Evolution of Instrinsically Disordered Regions (IDRs)

Most of our understanding about the molecular history of the cell is biased towards well-conserved ordered protein domains. Intrinsically disordered protein regions (IDRs) are largely unexplored due to their low sequence complexity and low conservation. Yet they have pivotal roles in the cell including the formation of biomolecular condensates.

We have designed an alignment-free algorithm to assess homology between un-ulignable IDR sequences (SHARK-dive, Chow et al. bioRxiv 2023) and developed a method to identify conserved motifs within a set of homologous IDR sequences (SHARK-capture). Based on evolutionary information, we can classify IDR families using our new tools, and propose functional sites that we are validating experimentally.

Biomolecular Condensates

To integrate interdisciplinary scientific knowledge about the function and composition of biomolecular condensates, we developed the CrowDsourcing COndensate Database and Encyclopedia ( CD-CODE is a community-editable platform, which includes a database of biomolecular condensates based on the literature, an encyclopedia of relevant scientific terms, and a crowdsourcing web application.

Rostam N, Ghosh S, Chow CFW, Hadarovich A, Landerer C, Ghosh R, Moon H, Hersemann L, Mitrea DM, Klein IA, Hyman AA, Toth-Petroczy A. CD-CODE: crowdsourcing condensate database and encyclopedia. Nat Methods. 2023; 1–4. Open access

Behind the paper blog post: Condensing information on condensates

MPI-CBG NewsCD-CODE – Database and Encyclopedia for membraneless liquid droplets

To enable systematic detection of condensate proteins, we developed an algorithm to recognize proteins involved in in vivo biomolecular condensates regardless of the mechanism of condensate formation. Using a curated dataset of CD-CODE, we trained a machine learning classifier based on sequence- and structure-based features to predict if a protein is part of a condensate. Our model, PICNIC (Proteins Involved in CoNdensates In Cells) enables systematic detection of condensate proteins across organisms.

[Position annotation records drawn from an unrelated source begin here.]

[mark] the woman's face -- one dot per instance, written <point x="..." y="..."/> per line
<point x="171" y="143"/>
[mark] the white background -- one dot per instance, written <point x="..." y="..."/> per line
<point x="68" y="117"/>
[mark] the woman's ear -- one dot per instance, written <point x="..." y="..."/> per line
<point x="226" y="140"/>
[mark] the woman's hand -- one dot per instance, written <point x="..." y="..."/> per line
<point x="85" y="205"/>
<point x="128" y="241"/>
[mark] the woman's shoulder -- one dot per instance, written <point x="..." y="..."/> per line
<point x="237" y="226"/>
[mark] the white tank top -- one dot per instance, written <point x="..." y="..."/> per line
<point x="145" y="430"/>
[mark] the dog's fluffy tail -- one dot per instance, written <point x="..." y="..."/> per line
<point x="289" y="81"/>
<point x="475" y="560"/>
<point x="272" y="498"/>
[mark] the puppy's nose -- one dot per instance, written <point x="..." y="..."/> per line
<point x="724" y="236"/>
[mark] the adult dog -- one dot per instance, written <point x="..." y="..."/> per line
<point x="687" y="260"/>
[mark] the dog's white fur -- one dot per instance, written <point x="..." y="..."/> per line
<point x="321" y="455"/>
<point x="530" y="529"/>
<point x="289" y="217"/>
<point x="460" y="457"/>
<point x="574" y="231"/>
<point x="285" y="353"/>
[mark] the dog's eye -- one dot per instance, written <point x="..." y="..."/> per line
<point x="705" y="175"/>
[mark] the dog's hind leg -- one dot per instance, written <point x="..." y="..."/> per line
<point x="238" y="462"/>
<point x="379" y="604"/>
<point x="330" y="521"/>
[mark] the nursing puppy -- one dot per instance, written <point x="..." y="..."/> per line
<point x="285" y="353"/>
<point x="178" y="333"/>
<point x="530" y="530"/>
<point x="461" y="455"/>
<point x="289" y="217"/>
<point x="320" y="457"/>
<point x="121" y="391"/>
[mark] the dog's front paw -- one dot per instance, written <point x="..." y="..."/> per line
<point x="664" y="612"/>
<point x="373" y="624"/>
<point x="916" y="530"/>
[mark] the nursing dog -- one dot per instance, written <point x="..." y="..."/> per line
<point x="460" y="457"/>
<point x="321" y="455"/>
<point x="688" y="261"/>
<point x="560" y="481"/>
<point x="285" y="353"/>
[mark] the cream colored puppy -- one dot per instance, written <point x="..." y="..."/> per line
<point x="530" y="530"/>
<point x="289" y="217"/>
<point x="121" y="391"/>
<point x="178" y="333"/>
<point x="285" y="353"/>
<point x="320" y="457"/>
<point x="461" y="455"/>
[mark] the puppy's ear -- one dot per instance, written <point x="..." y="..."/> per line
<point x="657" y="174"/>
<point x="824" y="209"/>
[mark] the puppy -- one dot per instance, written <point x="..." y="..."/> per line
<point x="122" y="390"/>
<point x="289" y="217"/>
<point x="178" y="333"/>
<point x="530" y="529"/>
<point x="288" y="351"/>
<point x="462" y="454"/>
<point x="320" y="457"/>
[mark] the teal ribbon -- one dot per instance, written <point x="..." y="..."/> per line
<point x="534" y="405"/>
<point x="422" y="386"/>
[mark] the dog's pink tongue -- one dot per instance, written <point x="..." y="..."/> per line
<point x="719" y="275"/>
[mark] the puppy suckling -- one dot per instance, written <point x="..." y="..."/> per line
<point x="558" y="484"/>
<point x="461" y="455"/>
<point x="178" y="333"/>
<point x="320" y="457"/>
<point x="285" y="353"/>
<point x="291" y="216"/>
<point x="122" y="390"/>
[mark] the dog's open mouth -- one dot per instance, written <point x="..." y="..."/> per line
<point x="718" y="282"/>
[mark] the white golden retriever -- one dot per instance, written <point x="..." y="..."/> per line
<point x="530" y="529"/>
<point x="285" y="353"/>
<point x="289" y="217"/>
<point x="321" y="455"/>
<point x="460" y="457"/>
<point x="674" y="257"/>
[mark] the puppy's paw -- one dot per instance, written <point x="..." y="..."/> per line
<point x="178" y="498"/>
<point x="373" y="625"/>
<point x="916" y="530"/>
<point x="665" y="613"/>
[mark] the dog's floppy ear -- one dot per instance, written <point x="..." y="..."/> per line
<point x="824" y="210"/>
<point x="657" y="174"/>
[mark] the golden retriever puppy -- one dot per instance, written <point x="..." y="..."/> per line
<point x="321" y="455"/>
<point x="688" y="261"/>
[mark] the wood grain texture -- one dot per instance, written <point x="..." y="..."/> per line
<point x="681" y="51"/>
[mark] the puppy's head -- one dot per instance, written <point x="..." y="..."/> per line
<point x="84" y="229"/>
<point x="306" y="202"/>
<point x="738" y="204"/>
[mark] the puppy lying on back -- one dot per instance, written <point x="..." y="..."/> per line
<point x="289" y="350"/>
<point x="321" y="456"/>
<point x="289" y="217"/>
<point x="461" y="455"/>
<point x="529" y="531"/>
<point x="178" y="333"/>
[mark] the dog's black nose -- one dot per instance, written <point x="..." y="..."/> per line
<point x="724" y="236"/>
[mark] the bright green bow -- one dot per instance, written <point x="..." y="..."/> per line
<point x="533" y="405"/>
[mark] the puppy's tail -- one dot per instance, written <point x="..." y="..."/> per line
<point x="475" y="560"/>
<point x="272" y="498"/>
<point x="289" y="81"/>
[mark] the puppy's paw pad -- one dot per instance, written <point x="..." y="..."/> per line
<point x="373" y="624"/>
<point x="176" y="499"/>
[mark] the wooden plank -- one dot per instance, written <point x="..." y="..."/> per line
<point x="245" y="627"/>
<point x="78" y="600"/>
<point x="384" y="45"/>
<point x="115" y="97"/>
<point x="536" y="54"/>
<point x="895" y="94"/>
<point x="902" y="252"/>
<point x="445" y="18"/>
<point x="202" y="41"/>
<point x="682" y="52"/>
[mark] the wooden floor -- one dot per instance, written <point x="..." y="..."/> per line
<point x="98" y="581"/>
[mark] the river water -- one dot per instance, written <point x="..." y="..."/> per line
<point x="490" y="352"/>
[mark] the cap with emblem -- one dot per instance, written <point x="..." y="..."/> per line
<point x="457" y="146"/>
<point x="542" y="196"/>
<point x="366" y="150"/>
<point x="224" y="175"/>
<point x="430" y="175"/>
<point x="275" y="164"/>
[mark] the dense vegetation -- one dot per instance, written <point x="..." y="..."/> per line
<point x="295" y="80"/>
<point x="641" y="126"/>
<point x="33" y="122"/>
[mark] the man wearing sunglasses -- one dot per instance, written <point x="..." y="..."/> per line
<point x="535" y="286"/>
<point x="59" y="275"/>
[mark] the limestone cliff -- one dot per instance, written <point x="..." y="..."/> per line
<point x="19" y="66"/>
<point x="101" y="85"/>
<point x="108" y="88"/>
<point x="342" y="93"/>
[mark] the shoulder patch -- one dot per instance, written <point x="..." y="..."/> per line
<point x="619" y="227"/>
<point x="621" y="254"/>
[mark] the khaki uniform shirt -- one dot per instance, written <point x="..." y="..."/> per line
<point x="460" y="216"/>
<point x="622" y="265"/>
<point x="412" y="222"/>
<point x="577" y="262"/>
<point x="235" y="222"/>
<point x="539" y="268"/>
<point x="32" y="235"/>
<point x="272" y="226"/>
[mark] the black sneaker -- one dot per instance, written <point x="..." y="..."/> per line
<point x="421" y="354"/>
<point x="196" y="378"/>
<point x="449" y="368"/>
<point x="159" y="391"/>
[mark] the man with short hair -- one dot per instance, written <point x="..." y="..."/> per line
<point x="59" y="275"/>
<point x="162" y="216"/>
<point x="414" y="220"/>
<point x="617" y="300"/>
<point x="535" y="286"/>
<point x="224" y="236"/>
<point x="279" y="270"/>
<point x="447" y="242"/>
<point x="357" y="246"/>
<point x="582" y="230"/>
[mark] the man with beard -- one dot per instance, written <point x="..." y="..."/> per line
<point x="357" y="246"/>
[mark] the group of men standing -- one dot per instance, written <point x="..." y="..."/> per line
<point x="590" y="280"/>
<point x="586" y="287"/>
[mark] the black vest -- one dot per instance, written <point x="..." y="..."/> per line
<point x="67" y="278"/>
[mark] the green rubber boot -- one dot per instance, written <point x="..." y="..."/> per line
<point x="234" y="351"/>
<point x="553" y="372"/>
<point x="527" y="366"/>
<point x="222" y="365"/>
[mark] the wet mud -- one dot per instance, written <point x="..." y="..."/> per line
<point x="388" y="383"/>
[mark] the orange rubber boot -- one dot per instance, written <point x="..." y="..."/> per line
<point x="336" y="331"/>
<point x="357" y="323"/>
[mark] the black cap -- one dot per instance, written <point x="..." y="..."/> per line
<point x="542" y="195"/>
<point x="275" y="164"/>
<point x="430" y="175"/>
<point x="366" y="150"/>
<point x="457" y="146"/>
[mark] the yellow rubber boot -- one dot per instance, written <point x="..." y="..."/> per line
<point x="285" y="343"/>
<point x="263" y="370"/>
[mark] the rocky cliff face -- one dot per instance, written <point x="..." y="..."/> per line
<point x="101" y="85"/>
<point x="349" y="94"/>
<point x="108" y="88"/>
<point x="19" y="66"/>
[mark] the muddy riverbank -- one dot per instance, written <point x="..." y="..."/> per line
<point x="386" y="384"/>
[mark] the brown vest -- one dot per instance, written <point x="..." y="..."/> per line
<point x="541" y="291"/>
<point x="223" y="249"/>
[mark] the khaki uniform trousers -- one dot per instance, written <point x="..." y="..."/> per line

We show that protein sequence and structure encode the condensate forming function. PICNIC accurately predicts which proteins are involved in condensates, as 18 out of 24 proteins tested experimentally indeed formed high-confidence in cellulo condensates. We infer that ~40% of the proteomes of organisms across the tree of life form condensates with no apparent correlation with disorder content and organismal complexity.


Preprint and precomputed scores for 14 organisms are available at

Clinical Variant Assessment

Assessing the phenotypic effects of single nucleotide variants remains a challenge even in genes with well-established clinical impact. We have developed DeMAG (Deciphering Mutations in Actionable Genes, that reaches unprecedented accuracy in the classification of missense variants in clinically actionable genes. Our approach makes use of protein 3D structures and epistatic residue interactions to derive new predictive features, as well as abundant clinical diagnostic data in these genes to improve performance.

Luppino, Federica, Ivan A. Adzhubei, Christopher A. Cassa, and Agnes Toth-Petroczy. 2023. “DeMAG Predicts the Effects of Variants in Clinically Actionable Genes by Integrating Structural and Evolutionary Epistatic Features.Nature Communications 2023, 14 (1): 1–14. Open Access

MPI-CBG  News articleNew tool facilitates clinical interpretation of genetic information.

Phenotypic Mutations

Transcriptional and translational errors generate diverse sequences, most dysfunctional, some harboring novel functions (Romero et. al, Prot Sci. 2022).

To detect and quantify phenotypic mutations proteome-wide, we combine theoretical modeling, machine learning and experiments. We developed a theoretical model and mass spectrometry pipeline to study amino acid misincoroprations at proteome scale (Landerer et. al, Mol Bio Evol 2024).

Using a library of reporters for STOP codon miscoding in E. coli, we found that under stress conditions, stop codon miscoding may occur with a rate as high as 80%, depending on the nucleotide context (Romero et. al, bioRxiv 2023). Further, our analysis of selected reporters by mass spectrometry and RNA-seq showed that not only translation but also transcription errors contribute to stop codon miscoding. The RNA polymerase is more likely to misincorporate a nucleotide at premature stop codons. 

We are also developing algorithms for predicting frameshifts by using proteomics data. We aim at discovering novel frameshift and STOP codon read-through variants, and we will explore the evolutionary potential of slippage sites and test whether they could lead to promiscuous protein functions.